Barclays has announced plans to be ‘net zero’ bank by 2050, following investor criticism on its climate policies

In a statement released this morning, Barclays said it plans to cut carbon emissions to zero over the next three decades and will also only provide financing to projects aligned with the Paris Agreement climate goals.

It is tabling the new resolutions for shareholders to vote on at its annual general meeting on 7 May, while also committing to reporting on the group’s progress regularly from 2021.

Pressure group ShareAction said this is a “milestone announcement” from Barclays and reflects the bank’s willingness to listen to shareholders and other stakeholders. Since January, investors such as Amundi and Jupiter Asset Management have publicly committed support to ShareAction’s resolutions for stronger climate change policies.

Wolfgang Kuhn, Director of Finance Sector Strategies at ShareAction said: “Voting for both these resolutions will cement the bank’s new high-level climate commitment while at the same time insisting on the near-term ambition needed to deliver the results everyone wants.”

ShareAction urged investors to vote in favour of the new climate policies but also highlighted there is still work to be done as Barclays has provided more than £100bn to the fossil fuel industry since the Paris agreement was signed, making it Europe’s largest fossil fuel financier.

Kuhn added: “Today’s news from Barclays is a win for investor stewardship in the UK. Nevertheless, announcing a 30-year ambition is arguably the easy bit.
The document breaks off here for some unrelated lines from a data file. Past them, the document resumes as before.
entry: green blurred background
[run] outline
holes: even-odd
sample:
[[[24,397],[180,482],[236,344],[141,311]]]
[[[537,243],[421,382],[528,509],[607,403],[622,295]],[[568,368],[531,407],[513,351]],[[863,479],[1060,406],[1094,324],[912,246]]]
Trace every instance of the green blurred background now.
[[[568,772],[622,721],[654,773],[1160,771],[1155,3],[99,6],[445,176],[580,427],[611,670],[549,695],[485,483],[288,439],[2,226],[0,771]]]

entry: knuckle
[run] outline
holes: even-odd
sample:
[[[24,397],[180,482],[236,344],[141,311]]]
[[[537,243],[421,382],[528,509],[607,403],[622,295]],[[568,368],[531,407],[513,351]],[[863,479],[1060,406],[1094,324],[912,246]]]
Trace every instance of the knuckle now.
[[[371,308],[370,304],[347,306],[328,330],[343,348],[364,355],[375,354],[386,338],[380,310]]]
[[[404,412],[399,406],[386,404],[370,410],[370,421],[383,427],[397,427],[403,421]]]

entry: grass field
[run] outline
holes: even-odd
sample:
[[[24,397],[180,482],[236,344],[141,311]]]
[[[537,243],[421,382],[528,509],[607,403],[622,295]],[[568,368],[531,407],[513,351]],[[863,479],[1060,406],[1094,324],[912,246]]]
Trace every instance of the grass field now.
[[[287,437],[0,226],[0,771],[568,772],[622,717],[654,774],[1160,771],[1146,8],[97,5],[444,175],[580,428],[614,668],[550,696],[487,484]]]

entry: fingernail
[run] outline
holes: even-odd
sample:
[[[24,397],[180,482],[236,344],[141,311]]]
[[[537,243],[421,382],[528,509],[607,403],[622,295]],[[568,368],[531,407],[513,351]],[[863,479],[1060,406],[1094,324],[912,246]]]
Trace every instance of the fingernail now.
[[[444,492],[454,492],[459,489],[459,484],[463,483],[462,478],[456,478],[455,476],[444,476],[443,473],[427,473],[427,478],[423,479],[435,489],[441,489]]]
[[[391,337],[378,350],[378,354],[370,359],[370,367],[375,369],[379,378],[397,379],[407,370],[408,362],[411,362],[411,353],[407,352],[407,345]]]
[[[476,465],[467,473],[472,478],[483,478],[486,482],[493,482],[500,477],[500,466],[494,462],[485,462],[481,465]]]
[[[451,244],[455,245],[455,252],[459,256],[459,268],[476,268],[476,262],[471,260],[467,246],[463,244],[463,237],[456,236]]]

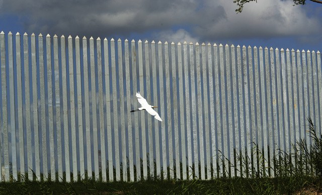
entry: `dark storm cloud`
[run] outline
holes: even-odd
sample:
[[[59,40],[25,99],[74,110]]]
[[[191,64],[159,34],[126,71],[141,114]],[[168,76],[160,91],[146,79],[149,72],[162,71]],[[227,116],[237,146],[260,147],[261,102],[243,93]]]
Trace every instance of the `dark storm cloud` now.
[[[3,1],[1,9],[2,14],[19,16],[29,33],[81,37],[134,34],[179,41],[318,33],[317,14],[309,17],[290,2],[259,1],[238,15],[227,0],[16,0]]]

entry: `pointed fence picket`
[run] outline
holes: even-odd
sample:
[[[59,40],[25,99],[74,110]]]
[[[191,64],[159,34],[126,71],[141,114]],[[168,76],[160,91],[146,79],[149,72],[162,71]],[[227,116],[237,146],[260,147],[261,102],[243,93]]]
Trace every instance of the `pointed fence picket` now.
[[[79,41],[0,33],[0,180],[274,176],[307,117],[320,137],[318,51]]]

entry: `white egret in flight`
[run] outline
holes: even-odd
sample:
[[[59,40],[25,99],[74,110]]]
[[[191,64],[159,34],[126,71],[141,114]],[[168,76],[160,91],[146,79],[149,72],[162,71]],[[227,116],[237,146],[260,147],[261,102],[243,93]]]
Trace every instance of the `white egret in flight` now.
[[[162,121],[162,119],[160,118],[158,114],[156,111],[153,109],[153,108],[157,108],[157,106],[151,106],[149,104],[146,100],[143,98],[143,97],[140,94],[140,92],[136,93],[136,97],[137,98],[137,101],[141,104],[141,107],[136,110],[133,110],[130,111],[130,112],[136,112],[139,110],[145,110],[152,116],[154,116],[154,118],[156,120],[158,120],[160,121]]]

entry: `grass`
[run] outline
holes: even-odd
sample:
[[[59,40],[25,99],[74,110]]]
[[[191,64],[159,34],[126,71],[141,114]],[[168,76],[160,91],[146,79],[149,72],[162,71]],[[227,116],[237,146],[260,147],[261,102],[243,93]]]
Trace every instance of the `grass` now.
[[[162,179],[163,176],[158,175],[148,176],[142,180],[132,182],[103,182],[96,180],[93,177],[86,176],[85,179],[80,179],[78,177],[77,181],[68,183],[30,181],[25,179],[28,178],[26,175],[20,175],[24,182],[0,182],[0,194],[314,194],[322,193],[322,138],[316,135],[311,119],[308,118],[308,121],[312,144],[308,144],[305,140],[302,140],[292,145],[291,153],[277,150],[271,161],[273,162],[272,165],[274,166],[271,166],[270,160],[265,158],[262,149],[257,145],[255,145],[253,149],[251,156],[235,152],[236,155],[233,162],[228,164],[234,168],[232,169],[247,175],[247,178],[245,176],[244,177],[231,177],[227,172],[223,174],[224,176],[218,177],[216,172],[213,172],[214,176],[207,180],[200,180],[196,177],[192,180],[182,180],[170,178],[169,175],[167,179],[164,180]],[[226,160],[225,159],[225,162],[227,162]],[[255,160],[257,161],[257,167],[254,167],[252,164],[251,162]],[[238,167],[236,161],[242,162]],[[199,166],[200,169],[200,164]],[[217,167],[222,167],[222,165],[217,165]],[[182,167],[181,168],[182,169]],[[141,168],[141,171],[142,170]],[[225,171],[226,170],[224,171]],[[193,175],[193,173],[190,174]],[[275,175],[274,177],[271,176],[273,174]],[[34,175],[34,178],[35,176]]]

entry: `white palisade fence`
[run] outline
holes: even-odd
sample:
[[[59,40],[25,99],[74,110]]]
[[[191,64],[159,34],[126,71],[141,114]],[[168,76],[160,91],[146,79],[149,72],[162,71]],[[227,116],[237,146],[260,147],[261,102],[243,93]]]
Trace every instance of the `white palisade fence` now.
[[[274,176],[321,134],[319,52],[80,39],[0,33],[0,181]]]

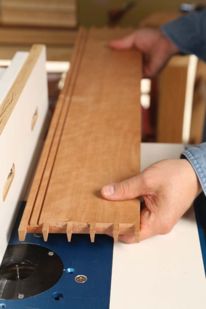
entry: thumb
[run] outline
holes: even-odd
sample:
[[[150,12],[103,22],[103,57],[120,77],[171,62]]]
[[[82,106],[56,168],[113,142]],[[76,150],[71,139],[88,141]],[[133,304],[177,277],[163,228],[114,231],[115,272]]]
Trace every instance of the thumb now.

The test is now on investors who are serious about climate change to translate this ambition into a strong fossil fuel phase-out plan by supporting both climate resolutions on 7 May.” 

Dominic Burke, investment director at Lankelly Chase, a co-filer of ShareAction’s resolution, also commented: “We need commitment not just ambition from a bank that only last year increased financing for oil, gas and coal companies by £2.9 billion. If a net-zero ambition does not involve phasing out fossil fuel financing, then what does it mean? Investors should ask what Barclays’ ambition will amount to if it doesn’t encompass at the very least a timescale for phase-out. The time has passed for carefully drafted position statements. Investors must support the original resolution and show they intend to hold Barclays to account for its response to the climate emergency.”  
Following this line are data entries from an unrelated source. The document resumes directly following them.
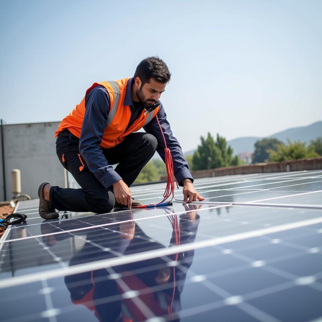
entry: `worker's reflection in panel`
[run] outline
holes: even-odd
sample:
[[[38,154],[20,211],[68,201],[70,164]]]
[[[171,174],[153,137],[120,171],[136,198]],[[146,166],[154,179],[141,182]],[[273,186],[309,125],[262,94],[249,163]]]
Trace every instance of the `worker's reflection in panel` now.
[[[193,242],[195,238],[200,220],[197,212],[202,205],[184,206],[188,212],[178,218],[171,214],[172,209],[166,210],[169,215],[165,220],[172,226],[170,246]],[[142,321],[168,315],[171,320],[178,321],[176,312],[181,309],[180,295],[194,251],[138,260],[139,253],[154,250],[157,254],[158,250],[166,246],[134,221],[106,228],[109,230],[102,229],[101,233],[87,234],[90,242],[85,243],[70,266],[136,253],[138,260],[66,276],[73,303],[93,311],[101,321]]]

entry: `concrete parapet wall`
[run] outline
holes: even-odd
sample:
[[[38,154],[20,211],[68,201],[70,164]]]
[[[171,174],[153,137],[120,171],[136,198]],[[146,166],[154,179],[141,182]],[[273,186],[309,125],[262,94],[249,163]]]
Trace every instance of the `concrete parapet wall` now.
[[[21,172],[22,193],[29,195],[32,198],[38,198],[38,187],[42,182],[64,186],[64,169],[56,153],[55,132],[59,124],[48,122],[4,126],[7,200],[13,196],[11,172],[14,169],[18,169]],[[5,196],[2,175],[3,165],[1,159],[0,164],[0,201],[3,201]]]

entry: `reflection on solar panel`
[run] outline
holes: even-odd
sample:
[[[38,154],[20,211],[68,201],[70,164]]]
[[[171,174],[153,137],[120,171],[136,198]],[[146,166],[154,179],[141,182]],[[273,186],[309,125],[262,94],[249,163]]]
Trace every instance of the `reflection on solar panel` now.
[[[51,221],[20,202],[26,223],[0,242],[1,320],[321,321],[322,171],[194,185],[204,202]],[[164,187],[131,191],[154,203]]]

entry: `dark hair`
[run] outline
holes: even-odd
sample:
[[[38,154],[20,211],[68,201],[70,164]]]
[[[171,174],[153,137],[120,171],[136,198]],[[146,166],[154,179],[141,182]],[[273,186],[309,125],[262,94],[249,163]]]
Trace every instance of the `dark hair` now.
[[[142,86],[153,78],[159,83],[168,83],[171,77],[168,66],[157,56],[148,57],[137,65],[134,79],[138,77],[142,82]]]

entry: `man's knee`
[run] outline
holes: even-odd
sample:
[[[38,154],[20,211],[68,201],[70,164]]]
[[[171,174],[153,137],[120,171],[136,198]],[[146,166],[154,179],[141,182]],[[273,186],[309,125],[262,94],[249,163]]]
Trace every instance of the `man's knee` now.
[[[158,146],[158,141],[156,137],[153,134],[147,133],[144,136],[146,144],[146,148],[152,153],[154,153]]]
[[[109,213],[114,208],[115,198],[114,195],[109,192],[106,197],[92,199],[93,210],[92,212],[96,213]]]

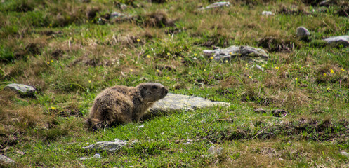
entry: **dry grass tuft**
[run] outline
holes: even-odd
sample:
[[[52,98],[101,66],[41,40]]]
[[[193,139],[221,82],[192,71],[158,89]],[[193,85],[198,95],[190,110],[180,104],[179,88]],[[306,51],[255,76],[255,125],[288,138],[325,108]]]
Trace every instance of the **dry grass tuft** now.
[[[141,17],[142,24],[145,27],[164,27],[174,26],[175,20],[168,18],[166,12],[157,10]]]
[[[269,52],[291,52],[298,47],[296,43],[290,40],[284,40],[274,37],[262,38],[258,41],[258,46],[267,49]]]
Natasha Landell-Mills, head of stewardship at Sarasin & Partners, said Barclays has sent a “powerfiul message” in today’s announcement.

“Continuing to finance activities that undermine planet stability is not in anyone’s interests, and certainly not shareholders. This is ground-breaking and the board deserves to be commended.
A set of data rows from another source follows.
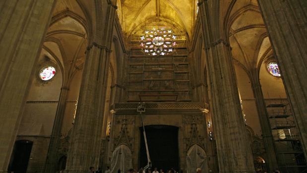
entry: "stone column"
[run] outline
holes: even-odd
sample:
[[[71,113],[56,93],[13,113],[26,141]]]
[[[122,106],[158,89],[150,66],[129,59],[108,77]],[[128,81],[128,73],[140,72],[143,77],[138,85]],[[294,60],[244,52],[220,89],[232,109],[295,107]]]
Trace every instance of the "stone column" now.
[[[95,1],[93,41],[87,48],[78,108],[67,154],[65,172],[87,173],[98,168],[110,48],[116,6]],[[103,13],[105,12],[105,13]]]
[[[223,34],[221,33],[222,26],[219,26],[222,23],[219,4],[218,0],[198,3],[219,171],[255,173],[229,44],[221,38]]]
[[[64,119],[66,107],[66,96],[69,90],[67,87],[61,88],[60,99],[57,109],[56,117],[52,128],[52,134],[50,138],[48,153],[44,172],[53,173],[56,172],[56,167],[58,164],[58,149],[61,139],[63,120]]]
[[[258,2],[307,158],[307,1]]]
[[[54,0],[0,3],[0,173],[6,172]]]
[[[266,111],[265,102],[259,79],[255,77],[250,79],[251,87],[255,99],[259,120],[261,127],[262,140],[266,152],[267,160],[265,161],[269,164],[270,168],[268,171],[269,172],[270,170],[273,171],[274,169],[278,168],[274,139],[272,135],[270,121]]]

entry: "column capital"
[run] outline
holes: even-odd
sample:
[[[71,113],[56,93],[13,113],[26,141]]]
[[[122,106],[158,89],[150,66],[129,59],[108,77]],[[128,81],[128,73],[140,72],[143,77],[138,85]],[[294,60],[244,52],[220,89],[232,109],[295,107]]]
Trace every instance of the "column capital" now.
[[[96,43],[96,42],[93,42],[92,43],[92,44],[91,44],[90,45],[89,45],[89,46],[88,46],[88,47],[86,48],[86,50],[87,50],[87,51],[89,51],[89,50],[91,50],[91,49],[92,49],[92,48],[93,46],[94,46],[94,47],[96,47],[96,48],[99,48],[99,49],[101,49],[101,50],[103,50],[103,49],[104,49],[104,50],[106,50],[106,52],[112,52],[112,51],[111,50],[110,50],[110,49],[108,49],[108,48],[107,48],[106,46],[104,46],[104,45],[100,45],[100,44],[98,44],[98,43]]]
[[[226,47],[230,48],[230,44],[229,44],[229,43],[227,42],[224,39],[220,39],[218,40],[217,41],[214,41],[214,42],[211,42],[208,44],[207,46],[206,46],[205,47],[203,48],[203,50],[205,51],[209,49],[210,48],[215,47],[215,46],[220,43],[223,43]]]

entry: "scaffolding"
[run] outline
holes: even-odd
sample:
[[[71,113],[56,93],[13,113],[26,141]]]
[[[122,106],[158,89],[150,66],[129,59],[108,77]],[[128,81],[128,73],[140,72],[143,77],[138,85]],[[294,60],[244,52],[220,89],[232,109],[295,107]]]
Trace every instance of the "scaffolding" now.
[[[175,34],[176,46],[172,47],[172,52],[163,56],[146,54],[139,46],[141,35],[132,36],[128,70],[128,102],[191,101],[185,35],[182,33]]]
[[[306,161],[287,99],[266,99],[278,166],[282,173],[307,173]]]

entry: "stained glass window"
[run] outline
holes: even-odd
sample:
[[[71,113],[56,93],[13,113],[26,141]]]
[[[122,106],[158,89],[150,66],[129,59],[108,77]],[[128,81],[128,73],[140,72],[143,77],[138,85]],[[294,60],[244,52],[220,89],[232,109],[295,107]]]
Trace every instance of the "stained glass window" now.
[[[280,77],[280,72],[279,71],[279,68],[278,68],[278,65],[276,62],[272,62],[267,64],[267,70],[270,73],[270,74],[276,77]]]
[[[39,77],[41,79],[45,81],[51,79],[56,74],[56,68],[48,66],[43,68],[40,71]]]
[[[152,30],[146,30],[145,34],[140,37],[140,46],[148,55],[167,55],[177,45],[177,37],[171,30],[154,28]]]

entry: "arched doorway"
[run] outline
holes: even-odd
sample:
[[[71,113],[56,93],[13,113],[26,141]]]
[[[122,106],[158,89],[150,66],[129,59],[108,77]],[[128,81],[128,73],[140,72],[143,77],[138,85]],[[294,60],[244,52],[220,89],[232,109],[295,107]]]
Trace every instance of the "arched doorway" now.
[[[174,168],[179,172],[178,127],[170,125],[147,125],[145,126],[148,150],[152,168],[162,169],[164,172]],[[140,127],[141,141],[139,167],[147,164],[146,148],[143,135],[143,127]]]
[[[25,173],[27,172],[33,145],[32,141],[26,140],[15,142],[8,173]]]
[[[57,171],[64,171],[66,168],[66,160],[67,157],[66,156],[63,156],[60,158],[59,162],[58,163]]]

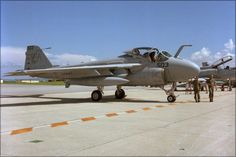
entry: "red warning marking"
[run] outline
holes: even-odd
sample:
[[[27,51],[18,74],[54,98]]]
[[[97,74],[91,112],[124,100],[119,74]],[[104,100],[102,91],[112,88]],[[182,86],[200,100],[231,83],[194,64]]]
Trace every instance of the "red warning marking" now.
[[[117,113],[108,113],[106,114],[107,117],[113,117],[113,116],[118,116]]]
[[[62,126],[62,125],[68,125],[68,122],[64,121],[64,122],[52,123],[51,127],[58,127],[58,126]]]
[[[128,110],[128,111],[125,111],[126,113],[134,113],[136,112],[135,110]]]
[[[85,117],[85,118],[81,118],[82,121],[90,121],[90,120],[95,120],[95,117]]]
[[[11,132],[11,135],[23,134],[23,133],[31,132],[32,130],[33,130],[33,128],[24,128],[24,129],[13,130]]]

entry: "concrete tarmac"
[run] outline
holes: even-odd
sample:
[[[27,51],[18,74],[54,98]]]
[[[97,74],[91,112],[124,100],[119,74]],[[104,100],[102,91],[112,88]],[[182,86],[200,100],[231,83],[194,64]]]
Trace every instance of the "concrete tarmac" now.
[[[108,87],[92,102],[93,89],[1,85],[1,155],[235,156],[235,89],[212,103],[205,92],[168,103],[148,87],[124,87],[122,100]]]

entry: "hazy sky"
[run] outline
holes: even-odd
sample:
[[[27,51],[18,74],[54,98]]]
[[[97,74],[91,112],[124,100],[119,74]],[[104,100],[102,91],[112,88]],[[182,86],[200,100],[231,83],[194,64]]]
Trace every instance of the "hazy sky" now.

What matters now is that the board sets robust nearer-term targets that leave no doubt about its determination to deliver net zero emissions by 2050. Shareholders should underline their support for this by supporting not just Barclays’ resolution, but also the shareholder-initiated resolution at Barclay’s forthcoming AGM.

“At a time when the world is grappling with a life-threatening pandemic, we are more aware than ever of our own vulnerabilities. Action to defuse the forthcoming climate crisis – and associated human suffering – must be scaled up quickly. Other banks should follow Barclay’s lead.”